Gobstruck at the Grand Canyon

I’m in Arizona on assignment. My travel, minus your typical out of pocket costs — snacks, fuel, that Negro Modelo I had with enchiladas, etc. — were paid for by Arizona Tourism.

 

Rainbow

“In the Grand Canyon, Arizona has a natural wonder which is in kind absolutely unparalleled throughout the rest of the world. I want to ask you to keep this great wonder of nature as it now is. I hope you will not have a building of any kind, not a summer cottage, a hotel or anything else, to mar the wonderful grandeur, the sublimity, the great loneliness and beauty of the canyon. Leave it as it is. You cannot improve on it.

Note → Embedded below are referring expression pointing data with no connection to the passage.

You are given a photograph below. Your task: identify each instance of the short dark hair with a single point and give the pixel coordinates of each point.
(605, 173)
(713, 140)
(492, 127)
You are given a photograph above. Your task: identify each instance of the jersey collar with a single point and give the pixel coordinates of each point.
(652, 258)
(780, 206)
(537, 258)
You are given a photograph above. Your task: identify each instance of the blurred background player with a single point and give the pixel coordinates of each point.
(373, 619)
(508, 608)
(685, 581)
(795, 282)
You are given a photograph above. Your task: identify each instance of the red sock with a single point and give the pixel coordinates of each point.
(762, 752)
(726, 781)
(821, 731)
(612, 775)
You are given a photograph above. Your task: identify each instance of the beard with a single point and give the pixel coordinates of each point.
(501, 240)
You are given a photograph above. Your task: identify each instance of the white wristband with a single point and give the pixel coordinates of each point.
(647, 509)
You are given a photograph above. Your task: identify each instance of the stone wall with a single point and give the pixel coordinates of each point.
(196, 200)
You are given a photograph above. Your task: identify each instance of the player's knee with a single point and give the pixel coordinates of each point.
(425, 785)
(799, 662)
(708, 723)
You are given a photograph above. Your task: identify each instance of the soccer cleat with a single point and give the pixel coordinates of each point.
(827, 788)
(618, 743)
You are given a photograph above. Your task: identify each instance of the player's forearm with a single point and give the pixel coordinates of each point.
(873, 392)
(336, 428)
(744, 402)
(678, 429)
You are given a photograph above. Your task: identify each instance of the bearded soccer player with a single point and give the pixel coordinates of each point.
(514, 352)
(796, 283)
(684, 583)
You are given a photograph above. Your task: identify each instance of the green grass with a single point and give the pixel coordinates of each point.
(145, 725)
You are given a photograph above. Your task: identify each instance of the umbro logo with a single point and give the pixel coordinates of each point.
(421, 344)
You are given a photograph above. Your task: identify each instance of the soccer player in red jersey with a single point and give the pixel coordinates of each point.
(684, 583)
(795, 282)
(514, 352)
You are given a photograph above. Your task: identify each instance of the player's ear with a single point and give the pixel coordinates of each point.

The ages have been at work on it, and man can only mar it.”

— Theodore Roosevelt

I haven’t been to all of the National Parks — there are many in the Southwest that still elude me and the East Coast, well, I’ve not been far beyond the East slope of the Rockies. I did get to visit Teddy Roosevelt National Park a few years back, and Mount Rushmore, and it was in those places that I decided that complicated or no, as far as presidents go, Teddy Roosevelt is my man.

It’s the parks. What a spectacular gift it was to America, TR’s ability to recognize these places as special and to set them aside for, well, me, nearly 100 years ago. Not just for me, but for visitors from all over the world.

The crowds at the Grand Canyon could be a little intense at times; I imagine TR would freak out to see them lined up at the shuttle bus stops, or weirder still, carrying their plastic trays to the tables in the cafeteria at Maswik Lodge, but the wonder spilling past the lips of everyone standing at the rail, gawking wide-eyed across that giant red gold expanse feels undiluted by time.